Buna benzer-benzemez daha nice şikayet.. Arkadaşlar, insanın mutlu olduğu hiç birşey olmaz mı yahu? Bir insan yaşam içindeki herşeyden bu kadar şikayetçi olabilir mi? Hiç mi iyi bir şey yoktur? İnsan hep aynı şikayetleri bıkmadan usanmadan her muhabbet toplantısında ısıtıp ısıtıp masaya koyar mı? İnanın bana, çatlamak işten değil. Ortalığa yayılan negatif enerjiyi tahayyül edemezsiniz..

Ben gerçek bir hayvanseverim. Dünyadaki neredeyse bütün çocukların annesi olarak hissettiğim gibi, bütün hayvanların da koruyucusu olarak hissederim çoğu zaman.. Diyebilirsiniz ki: 'Herkes hayvansever olmak zorunda değil'. Tabii ki değil. Ama esas bombayı izin verin şimdi patlatayım. Beni bu 'sabır taşı çatlamasî' noktasına getiren diyalog şöyle:

S: 'Ay vallaha kedilerden fenalık geldi.. Sürekli balkondalar, kedi kusmuğu temizlemekten içime fenalık geldi..'
G:  E tabii, küçük kuşları yiyorlar da ondan kusuyorlar!!??? ....xxxx++++////  (Pes..)
S: Vallaha imkan olsa hepsini zehirleyeceğim !!!  Bağlasınlar kedilerini, bana ne.. Tutsunlar, salmasınlar dışarı..!!
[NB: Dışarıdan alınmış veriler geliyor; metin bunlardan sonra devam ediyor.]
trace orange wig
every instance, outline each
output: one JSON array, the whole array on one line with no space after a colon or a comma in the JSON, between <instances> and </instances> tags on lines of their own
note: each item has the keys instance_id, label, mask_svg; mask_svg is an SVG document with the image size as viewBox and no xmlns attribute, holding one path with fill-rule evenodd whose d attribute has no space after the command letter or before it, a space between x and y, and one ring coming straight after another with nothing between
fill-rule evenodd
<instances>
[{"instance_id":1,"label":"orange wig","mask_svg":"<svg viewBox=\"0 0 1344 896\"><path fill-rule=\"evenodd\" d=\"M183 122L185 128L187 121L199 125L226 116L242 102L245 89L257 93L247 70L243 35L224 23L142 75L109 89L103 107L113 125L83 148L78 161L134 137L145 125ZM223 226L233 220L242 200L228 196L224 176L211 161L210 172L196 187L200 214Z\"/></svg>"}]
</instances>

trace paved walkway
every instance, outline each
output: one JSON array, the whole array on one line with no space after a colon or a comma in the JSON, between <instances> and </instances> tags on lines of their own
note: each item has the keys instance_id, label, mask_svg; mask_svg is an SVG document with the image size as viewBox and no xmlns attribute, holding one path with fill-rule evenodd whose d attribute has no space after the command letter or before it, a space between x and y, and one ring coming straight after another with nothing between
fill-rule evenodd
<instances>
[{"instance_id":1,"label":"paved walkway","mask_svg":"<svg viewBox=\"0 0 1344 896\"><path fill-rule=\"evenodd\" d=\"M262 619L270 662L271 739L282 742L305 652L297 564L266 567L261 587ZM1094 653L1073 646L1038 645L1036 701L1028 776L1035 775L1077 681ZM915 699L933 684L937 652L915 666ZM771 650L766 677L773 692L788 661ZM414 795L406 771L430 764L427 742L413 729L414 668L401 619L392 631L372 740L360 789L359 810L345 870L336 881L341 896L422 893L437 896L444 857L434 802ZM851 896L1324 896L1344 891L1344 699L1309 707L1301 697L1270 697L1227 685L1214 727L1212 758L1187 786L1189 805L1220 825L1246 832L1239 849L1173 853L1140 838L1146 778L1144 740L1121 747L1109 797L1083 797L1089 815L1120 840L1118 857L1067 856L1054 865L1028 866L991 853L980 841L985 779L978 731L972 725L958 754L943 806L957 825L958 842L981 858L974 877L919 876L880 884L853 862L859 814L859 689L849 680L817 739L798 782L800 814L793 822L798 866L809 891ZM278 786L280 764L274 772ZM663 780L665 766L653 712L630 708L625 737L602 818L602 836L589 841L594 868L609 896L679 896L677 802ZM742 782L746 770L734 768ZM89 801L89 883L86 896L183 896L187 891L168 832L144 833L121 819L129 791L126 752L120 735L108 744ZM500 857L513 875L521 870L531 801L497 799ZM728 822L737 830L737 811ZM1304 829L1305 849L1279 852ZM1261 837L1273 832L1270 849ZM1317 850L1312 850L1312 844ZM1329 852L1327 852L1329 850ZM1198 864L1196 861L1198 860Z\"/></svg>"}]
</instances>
İşte burada koptum, muhabbetin devamını ne hatırlıyorum, ne de hatırlamak istiyorum.. Tabiri caizse nutkum tutuldu, ne itiraz edebildim, ne de teessüf. Kusura bakmayın ama bu insanlığın bittiği hatta sorgulanması gerektiği andır. Bir kere bunu söyleyen benim komşum, düşmanım falan değil, aynı ortamı mutlu olmak amaçlı paylaşıyoruz periyodik olarak. Birbirimizin biraz hatırı olması gerekir değil mi? Lafları pat pat sıralarken biraz yutkunup düşünmek gerekmez mi? Bu kadar mı önemsiziz birbirimiz için? Ben de kedi besliyorum..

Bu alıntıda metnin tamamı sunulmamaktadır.